La pantalla quedó en silencio. Pasaron cinco segundos. Ocho. Doce.
Luego apareció:
“Novia ❤️ está escribiendo…”
“…borrando”
“escribiendo…”
“…borrando”
Eso le apretó el estómago.
Hasta que por fin llegó:
No, aún no.
Alex respondió inmediatamente:
Comamos juntos.
Esta vez no hubo “escribiendo…”. No hubo nada. Solo un silencio que a él le pareció demasiado largo.
Su mente empezó a trabajar sola: ¿… no quiere verme?
Estaba tan concentrado en descifrar ese silencio que casi no notó la vibración del teléfono.
Un sticker. La misma ardilla. Conduciendo una moto.

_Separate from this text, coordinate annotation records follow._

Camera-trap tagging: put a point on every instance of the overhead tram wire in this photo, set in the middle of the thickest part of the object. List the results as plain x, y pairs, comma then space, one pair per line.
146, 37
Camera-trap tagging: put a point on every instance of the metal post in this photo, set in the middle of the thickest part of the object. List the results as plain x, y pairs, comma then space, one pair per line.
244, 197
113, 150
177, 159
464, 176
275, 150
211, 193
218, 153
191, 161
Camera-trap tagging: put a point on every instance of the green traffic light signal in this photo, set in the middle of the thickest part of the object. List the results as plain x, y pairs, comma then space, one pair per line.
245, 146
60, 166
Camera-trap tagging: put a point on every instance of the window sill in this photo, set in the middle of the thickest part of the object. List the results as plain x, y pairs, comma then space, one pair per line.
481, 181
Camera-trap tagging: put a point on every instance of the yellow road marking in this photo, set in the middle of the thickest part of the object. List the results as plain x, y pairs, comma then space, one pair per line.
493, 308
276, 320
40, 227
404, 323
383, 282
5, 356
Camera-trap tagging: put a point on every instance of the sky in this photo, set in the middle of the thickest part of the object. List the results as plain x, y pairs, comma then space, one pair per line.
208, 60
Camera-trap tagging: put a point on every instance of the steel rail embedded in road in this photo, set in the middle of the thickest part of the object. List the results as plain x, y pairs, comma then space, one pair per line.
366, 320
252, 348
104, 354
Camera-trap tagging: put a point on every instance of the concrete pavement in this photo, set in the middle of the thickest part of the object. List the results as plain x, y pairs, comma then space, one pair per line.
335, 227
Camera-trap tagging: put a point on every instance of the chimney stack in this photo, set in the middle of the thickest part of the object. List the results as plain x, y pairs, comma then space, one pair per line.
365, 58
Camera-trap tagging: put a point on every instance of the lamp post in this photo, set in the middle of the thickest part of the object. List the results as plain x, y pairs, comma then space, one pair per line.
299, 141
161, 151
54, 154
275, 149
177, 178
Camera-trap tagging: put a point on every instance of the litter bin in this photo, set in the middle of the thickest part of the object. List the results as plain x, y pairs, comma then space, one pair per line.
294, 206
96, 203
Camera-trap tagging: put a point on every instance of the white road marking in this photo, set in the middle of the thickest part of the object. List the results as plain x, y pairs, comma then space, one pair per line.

Alex soltó una pequeña risa, una que muy pocos le habían escuchado jamás. Guardó el móvil, sin tocar su comida. La dejó enfriarse mientras cada estudiante que entraba por la puerta era escaneado por su mirada, esperando verla aparecer.
Hasta que finalmente…
Ahí estaba.
Caminaba entre las mesas, buscándolo con esos ojos grandes y avellana. El cabello cobrizo se movía con ella, y los mechones morados en las puntas parecían captar toda la luz del lugar.
Ella lo encontró primero.
Alex se levantó de inmediato y le hizo una señal con la mano. Rin levantó tímidamente la suya en un saludo torpe.
Se acercó. Él, sin pensarlo mucho, separó la silla para que ella se sentara. Ella tuvo que contener el aliento al ver ese gesto tan… atento.
—Viniste —dijo él, sin quitarle la mirada.
—Sí… —Rin tragó saliva, acomodándose el mechón detrás de la oreja, nerviosa—. Es que… creo que debemos hablar.